Now one of baseball’s most dominant relievers, the Cleveland Indians pitcher didn’t experience true, consistent success until he’d been in the major leagues for five years.
Similar to Garcia, Miller has experienced the ups and downs of the big leagues. He remembers that feeling of wondering whether or not he belonged in the fraternity and the doubts it created.
So even though they may be divisional rivals, Miller said he’s elated to share the same American League All-Star clubhouse with the once highly-touted Garcia, who is in the midst of a breakout season after several years of struggling with the White Sox.
“It kind of feels like a roller coaster,” Miller said. “You have a good inning or a good at-bat or a good day and feel like you have it all figured out and the next time doesn’t go so well and you’re ready to quit. As much physical ability as this game takes, the mental side of it is probably even more important. For most guys it takes time. A lot of times expectations are a little out of whack.”
The baseball world first heard about Garcia when he was dubbed Mini Miggy because of the similarities to then Detroit Tigers-teammate Miguel Cabrera. Garcia then made a name for himself in the 2012 AL championship series when he had five hits and three RBIs against the New York Yankees.
When he arrived on the South Side in 2013, Garcia was touted as a five-tool player with great speed and next-level power. He immediately excelled with the White Sox, hitting .304/.327/.447 in his first 168 plate appearances.
But the next step didn’t arrive until this season and only after several trying years. An April shoulder surgery effectively wiped out Garcia’s 2014 campaign and he produced subpar offensive seasons in 2015 and 2016.
“It’s always great when players experience success right at the beginning because that’s everything you want and you dream about when you come up here,” Kansas City Royals pitcher Jason Vargas said. “But in all reality there’s only a few guys that sustain that. We know who they are for the most part. The rest of us have to figure out how to battle and grind it out. That’s part of the beauty of the game.”
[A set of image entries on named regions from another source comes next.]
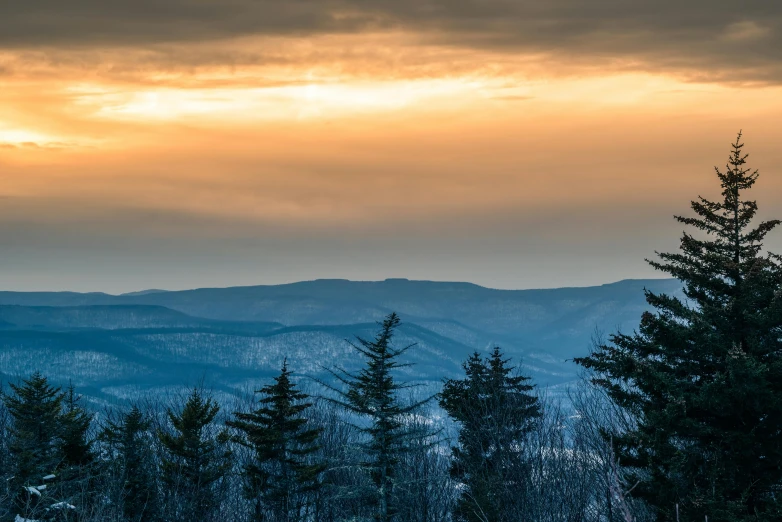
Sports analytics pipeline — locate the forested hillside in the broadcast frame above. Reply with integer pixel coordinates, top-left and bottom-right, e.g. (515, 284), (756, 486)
(0, 280), (679, 400)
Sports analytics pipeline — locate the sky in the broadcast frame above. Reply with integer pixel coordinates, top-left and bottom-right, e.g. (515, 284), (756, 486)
(0, 0), (782, 293)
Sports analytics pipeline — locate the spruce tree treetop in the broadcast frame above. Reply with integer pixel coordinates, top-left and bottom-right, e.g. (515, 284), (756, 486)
(321, 313), (432, 522)
(439, 347), (541, 522)
(576, 134), (782, 522)
(228, 359), (324, 522)
(3, 372), (65, 482)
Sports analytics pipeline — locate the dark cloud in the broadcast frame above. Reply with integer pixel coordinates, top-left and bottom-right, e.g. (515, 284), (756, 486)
(0, 0), (782, 82)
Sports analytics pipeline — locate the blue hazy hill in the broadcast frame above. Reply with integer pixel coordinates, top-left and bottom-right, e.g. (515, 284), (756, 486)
(0, 279), (680, 398)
“It’s really nice to see guys get comfortable with that and blossom the way he is and tapping into all that talent that everybody can see.”
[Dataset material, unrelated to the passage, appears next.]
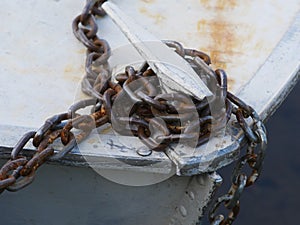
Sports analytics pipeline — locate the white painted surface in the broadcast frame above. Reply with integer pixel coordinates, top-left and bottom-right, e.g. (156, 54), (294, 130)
(0, 0), (300, 128)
When Corey Kluber prepares to face Garcia he now sees fewer ways to get him out. The 2014 AL Cy Young Award winner said Garcia’s talent has always been evident. But now he’s brought more consistency to his plate appearances.
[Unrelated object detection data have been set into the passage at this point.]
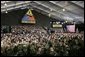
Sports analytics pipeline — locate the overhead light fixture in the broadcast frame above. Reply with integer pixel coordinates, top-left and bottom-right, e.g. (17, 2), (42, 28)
(65, 21), (67, 23)
(4, 3), (7, 6)
(5, 11), (8, 13)
(48, 13), (51, 17)
(62, 23), (63, 24)
(50, 9), (53, 11)
(63, 9), (65, 11)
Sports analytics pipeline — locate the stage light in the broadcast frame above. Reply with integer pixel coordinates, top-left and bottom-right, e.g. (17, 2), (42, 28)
(4, 3), (7, 6)
(65, 21), (67, 23)
(62, 23), (63, 24)
(63, 9), (65, 11)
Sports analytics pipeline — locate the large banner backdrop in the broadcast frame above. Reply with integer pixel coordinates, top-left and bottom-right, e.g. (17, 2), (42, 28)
(66, 25), (75, 32)
(22, 9), (35, 24)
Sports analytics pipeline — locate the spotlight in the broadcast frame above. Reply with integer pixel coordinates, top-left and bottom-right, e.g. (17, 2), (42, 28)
(4, 3), (7, 6)
(5, 11), (8, 13)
“Each year you can see improvements,” Kluber said. “Guys like him who are a big prospect, there’s a reason why most of the time. Now it’s kind of culminating into having a really good year.
“He may have had a few more holes early on than he has now, but I think there’s always that talent that’s been there.”
Miller agrees -- “we’ve always seen the swing and the ability is there.”
But the Indians reliever thinks the confidence and belief have helped to transform Garcia, who has consistently showed a better plan at the plate. Vargas said Garcia “just wore out” Kansas City’s pitchers earlier this season.
Miller has seen the same from Garcia, too. Even though they’ll be back on the opposite sides of the field soon, Miller will continue to appreciate Garcia from afar for the similarities in their career paths.
“His approach has been really refined this year, whether it’s pitch recognition or laying off a pitch here or there,” Miller said. “He’s been really good.
“He’s shown he can still be the player that maybe people were talking about a couple of years ago. It’s certainly not a knock that it took him a couple years. He’s been holding his own in the major leagues.
“Based on what we’ve seen I would assume he’s going the right direction and is going to be here for a while.”